The number of couples sleeping in separate beds is on the increase. In the Sleep Council’s Great British Bedtime Report from 2017, 12% said they slept apart compared to only 8% in 2013. Nearly a quarter of couples also reported sleeping apart at least some of the time. If you’re one of those who prefers to sleep in your own bed but still wish to be in the same room as your partner, the most popular option is the standard single bed which measures 90cm or 3ft wide, giving you plenty of room to get comfortable.

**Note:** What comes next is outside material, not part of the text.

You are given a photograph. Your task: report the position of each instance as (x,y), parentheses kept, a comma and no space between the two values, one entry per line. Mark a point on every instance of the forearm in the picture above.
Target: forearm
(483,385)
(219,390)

If you have a large bedroom, you could consider buying two single beds or even opt for a zip and link set where the two beds can be joined together to form a super king size. Having said that, many modern houses tend to have smaller bedrooms as the demand for 4 or 5 bedroomed properties results in a squeeze on room sizes upstairs. So, for many couples, a super king size bed is out of the question.
Here are just ten reasons why a bigger bed is better:
- Because a standard double bed (135cm/4ft 6in) gives each person just 2ft 3in of space – less than a baby in a cot. Now how squeezed is that?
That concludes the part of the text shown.